Just five years later, the Wildcats’ name recognition has increased tremendously, in no small part because of two 10-win seasons during McGee’s tenure in Evanston. But Saturday’s Big Ten Championship in Indianapolis may well be the program’s biggest game since Fitzgerald himself was a player.
It’s hard to imagine a football player anywhere not knowing NU’s conference affiliation after this contest, and that will have implications well beyond the field in Lucas Oil Stadium itself.

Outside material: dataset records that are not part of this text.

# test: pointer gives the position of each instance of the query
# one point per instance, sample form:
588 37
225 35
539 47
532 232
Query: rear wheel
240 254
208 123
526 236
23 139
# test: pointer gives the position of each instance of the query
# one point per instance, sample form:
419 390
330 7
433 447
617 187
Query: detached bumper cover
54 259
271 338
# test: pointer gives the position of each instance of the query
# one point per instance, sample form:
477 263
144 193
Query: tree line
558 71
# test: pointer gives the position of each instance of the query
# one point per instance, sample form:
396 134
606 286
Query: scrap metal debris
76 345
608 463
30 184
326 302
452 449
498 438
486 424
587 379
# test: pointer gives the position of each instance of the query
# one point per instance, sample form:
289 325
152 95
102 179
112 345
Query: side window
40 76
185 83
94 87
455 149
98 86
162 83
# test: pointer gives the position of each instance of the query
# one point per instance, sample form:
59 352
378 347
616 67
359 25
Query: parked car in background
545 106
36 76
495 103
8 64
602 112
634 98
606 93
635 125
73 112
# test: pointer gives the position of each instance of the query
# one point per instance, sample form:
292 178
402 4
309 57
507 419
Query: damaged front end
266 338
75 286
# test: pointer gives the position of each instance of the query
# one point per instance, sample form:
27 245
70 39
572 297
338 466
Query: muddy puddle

Connor Foster, a three-star offensive lineman from Ohio, committed to NU in April before the Cats even began their dream 2018 campaign — though he insists he “already knew they were going to have a good season.” But now that his future team is playing his hometown Ohio State team for the Big Ten title, he’s expecting his recruiting class to grow sizably.

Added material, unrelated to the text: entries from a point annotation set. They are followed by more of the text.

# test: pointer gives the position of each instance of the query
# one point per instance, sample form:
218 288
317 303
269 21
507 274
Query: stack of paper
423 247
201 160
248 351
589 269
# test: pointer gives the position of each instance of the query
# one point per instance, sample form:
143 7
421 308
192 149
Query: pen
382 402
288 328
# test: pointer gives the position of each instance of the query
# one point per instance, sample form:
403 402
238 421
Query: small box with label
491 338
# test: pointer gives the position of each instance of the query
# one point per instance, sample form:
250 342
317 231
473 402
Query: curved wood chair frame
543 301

“I feel like some other recruits will see their success and want to hop on board and try to make it even better next year,” Foster said.
Last year’s equivalent contest between Ohio State and Wisconsin, held annually in primetime, attracted 12.9 million viewers on Fox. The 2016 championship matching Wisconsin against Penn State averaged 9.2 million viewers.

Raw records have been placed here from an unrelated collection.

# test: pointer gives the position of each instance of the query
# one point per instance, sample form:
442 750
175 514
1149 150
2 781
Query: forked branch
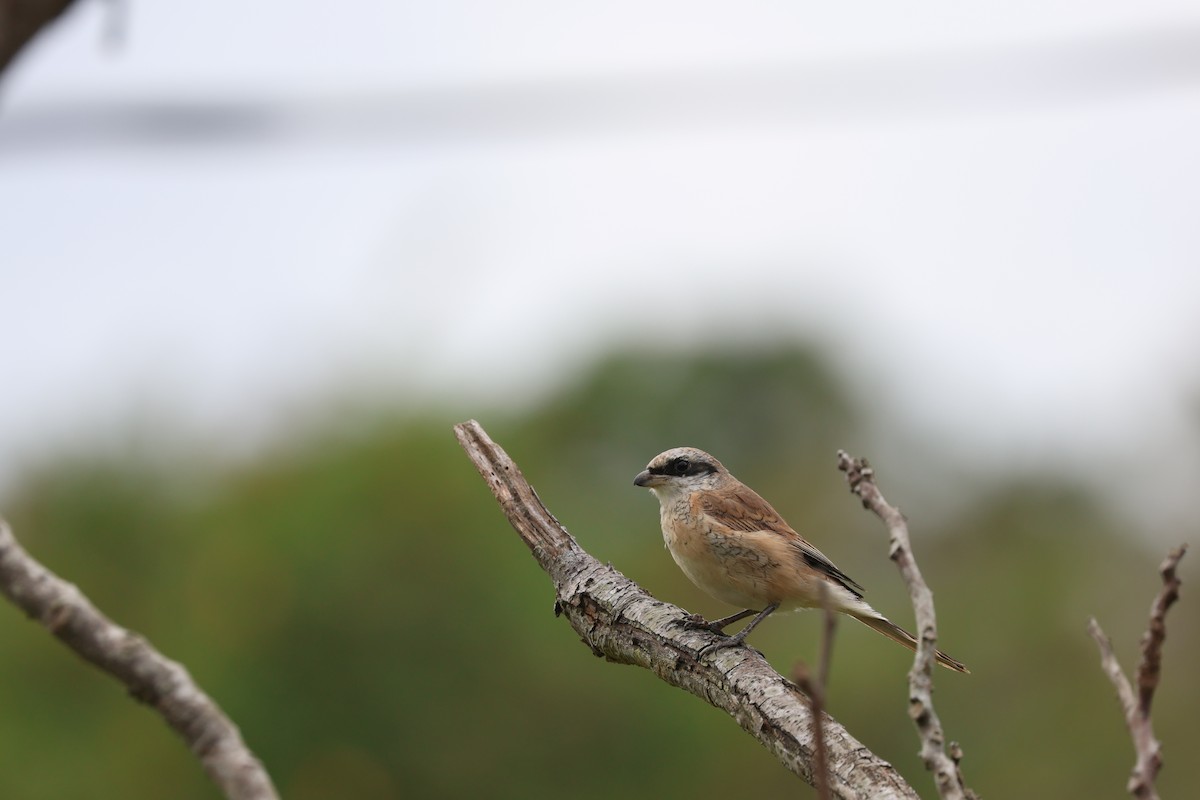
945 768
621 621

Even if this year’s game doesn’t prove to be quite as nationally anticipated, it should still expose an unprecedentedly large audience to the NU brand. The Cats’ most-watched game this season, a September battle against Michigan, averaged only 3.6 million viewers. Even the 2013 regular season game against Ohio State, which was hyped up by a College GameDay appearance and aired in primetime on ABC, drew a substantially smaller audience of 7.4 million.
Of course, very few of the multi-million expected viewers will except NU to actually win, as Fitzgerald noted snarkily on Monday, but they will be watching nonetheless.
“I don’t think anybody outside these doors would pick us to win this game. My mom and dad I guess would, but I don’t even know if my sisters will,” the coach said, laughing. “But I don’t need them — I just need the 74 guys who are going to put on purple and white Saturday.”
Unsurprisingly, when other non-traditional contenders play in power-conference championship games, the combination of a very successful season — the prerequisite for playing in such a setting — and the added exposure generated by doing so typically improves recruiting.
After Colorado played in the 2016 Pac-12 Championship, its national recruiting rank (per 247Sports) leapt from 69th to 35th. Similar things happened after South Carolina’s 2010 SEC Championship berth (resulting in a year-over-year recruiting rank jump from 34th to 17th), Arizona State’s 2013 Pac-12 Championship berth (39th to 23rd) and Iowa’s 2015 Big Ten Championship appearance (59th to 47th).
More extraordinarily, playing in major postseason contests like Saturday’s game — and the Rose Bowl that could potentially follow — may also increase general undergraduate interest in the school. A 2013 Harvard study found that going from “mediocre to great” in football corresponds with a sizable 19 percent increase in total applications. That finding is directly applicable to NU, too: after the Cats went to the 1996 Rose Bowl, applications jumped 21 percent.
Regardless of the exact statistical effects, however, the Big Ten West division title will almost certainly lead to positives beyond the win-loss column. Athletic director Jim Phillips told The Daily this week he expects the accomplishment to reflect well not just on the football program or athletic department, but NU as a whole.
“Saturday, we’ll shine a light on a world-class university that is trying to change the world, trying to change lives, trying to educate, teach, research,” Phillips said. “The opportunity that football and sports brings to a university like Northwestern is that chance to show people that maybe do not know as much about Northwestern a little bit about (who we are).”